Chicago Investment Advisor Accused of Defrauding Suburban Bank and Two Clients of More Than $3.2 Million
|U.S. Attorney’s Office May 31, 2012|
CHICAGO—A Chicago investment advisor was indicted on federal charges for allegedly engaging in a scheme to defraud Oak Brook-based Leaders Bank and two of his clients of more than $3.2 million and ultimately causing the bank to lose more than $2.7 million. The defendant, Robert J. Lunn, was charged with five counts of bank fraud in an indictment returned by a federal grand jury yesterday, Patrick J. Fitzgerald, United States Attorney for the Northern District of Illinois, and Robert D. Grant, Special Agent in Charge of the Chicago Office of the Federal Bureau of Investigation, announced today.
Lunn, 62, of Chicago, who did business as Lunn Partners LLC, an investment advisory business, will be arraigned at a later date in U.S. District Court.
According to the indictment, Lunn fraudulently obtained a $1.32 million line of credit from the bank for his business, as well as separate loans of $1.4 million and $500,000, purportedly on behalf of two clients. Lunn allegedly made a series of misrepresentations to Leaders Bank about his own assets, the purpose of the loans, and the knowing authorization of clients purportedly seeking the financing.
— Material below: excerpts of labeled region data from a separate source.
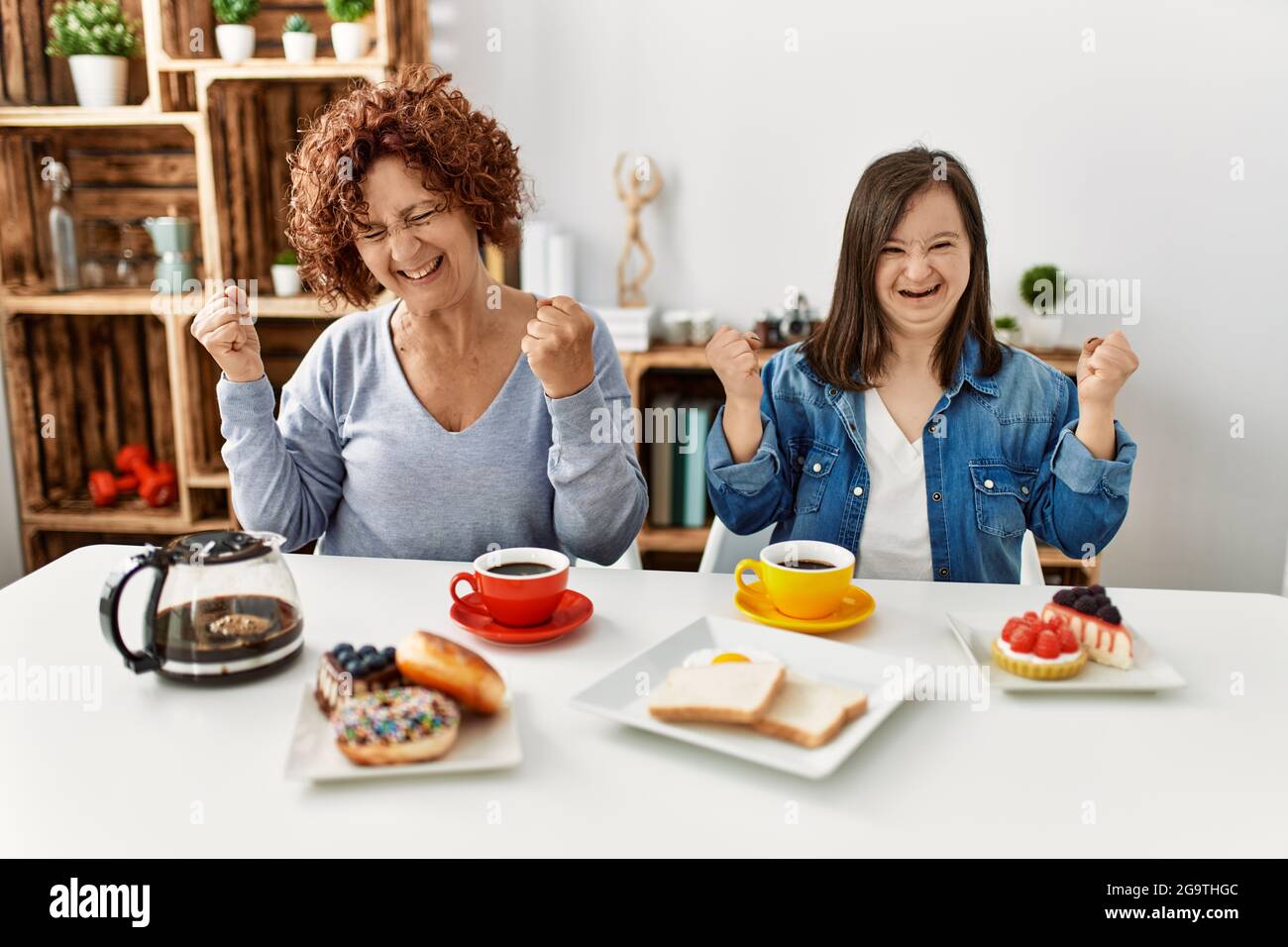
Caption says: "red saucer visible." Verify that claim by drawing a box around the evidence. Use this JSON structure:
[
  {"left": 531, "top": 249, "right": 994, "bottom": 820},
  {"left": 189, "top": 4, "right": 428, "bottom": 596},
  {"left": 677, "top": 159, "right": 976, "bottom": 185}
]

Instead, Lunn used substantially all of the fraudulently obtained funds for his own benefit, including to make mortgage payments and approximately $1.4 million in payments to other investment clients, the charges allege.
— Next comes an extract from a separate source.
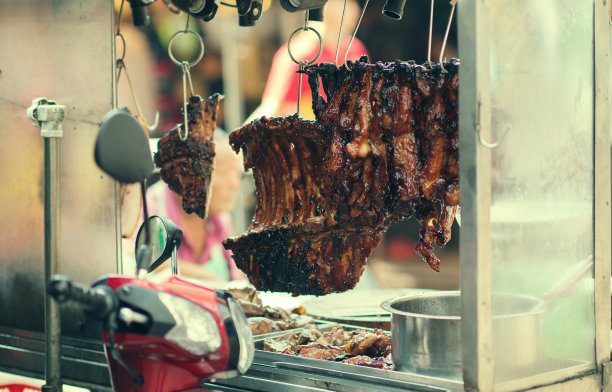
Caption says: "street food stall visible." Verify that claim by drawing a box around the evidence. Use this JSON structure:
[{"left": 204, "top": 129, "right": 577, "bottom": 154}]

Lunn initially obtained a business line of credit from Leaders Bank for $480,000 in May 2001. He increased the credit line twice in early 2004, first to $1.2 million and later to $1.32 million, all after he allegedly submitted personal financial statements to the bank falsely stating that he owned millions of dollars of stock in Morgan Stanley and Lehman Brothers. In September 2002, Lunn arranged for an unsecured bank loan of $1.4 million, purportedly for the benefit of Client A, after submitting a net worth report for Client A and asserting that Client A wanted short-term financing to purchase an interest in an airplane, according to the indictment. In June 2004, Lunn allegedly arranged a bank loan for $500,000 for the benefit of Client B, without Client B’s knowledge or authorization, after submitting a net worth report for Client B and stating that Client B wanted short-term financing for a business investment.
The indictment seeks forfeiture of at least $2.7 million in alleged fraud proceeds.
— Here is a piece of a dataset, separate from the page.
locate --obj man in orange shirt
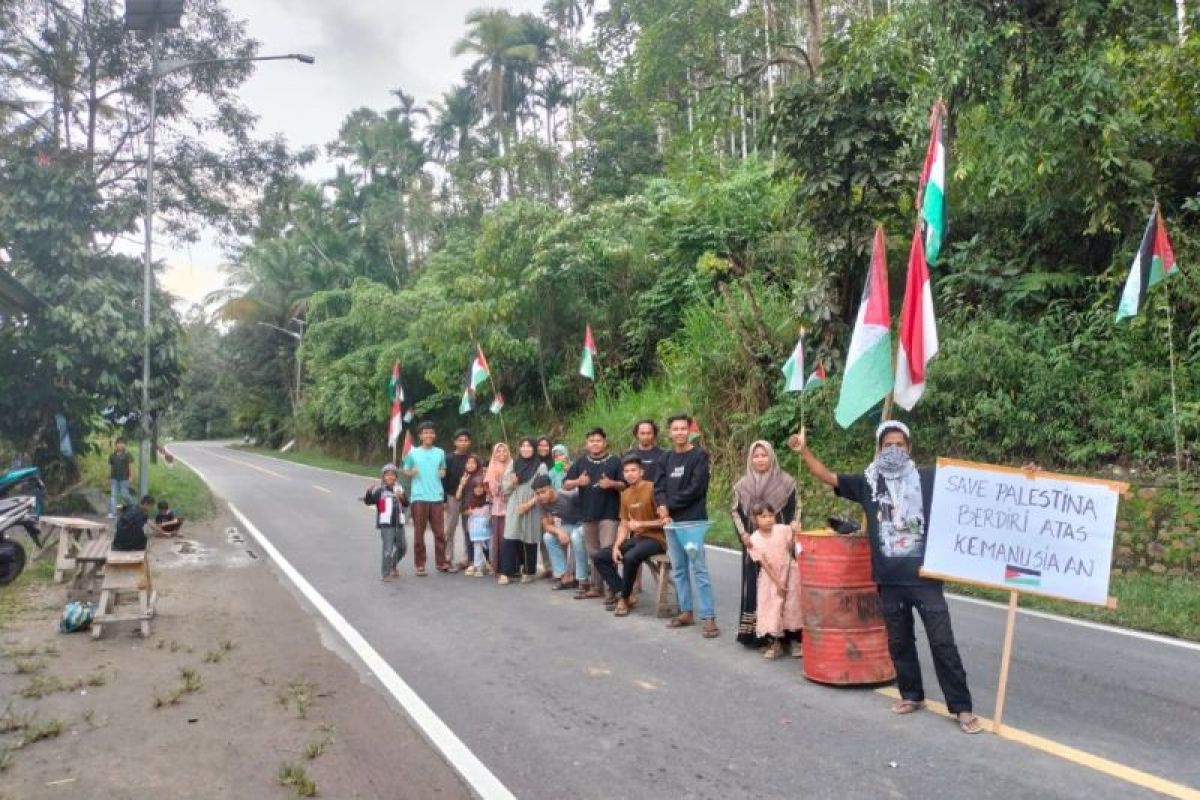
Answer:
[593,453,667,616]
The government is being represented by Assistant U.S. Attorney Daniel Collins.
Each count of bank fraud carries a maximum penalty of 30 years in prison and a $1 million fine, and restitution is mandatory. The court may also impose a fine totaling twice the loss to any victim or twice the gain to the defendant, whichever is greater. If convicted, the court must impose a reasonable sentence under federal statutes and the advisory United States Sentencing Guidelines.
An indictment contains only charges and is not evidence of guilt. The defendant is presumed innocent and is entitled to a fair trial at which the government has the burden of proving guilt beyond a reasonable doubt.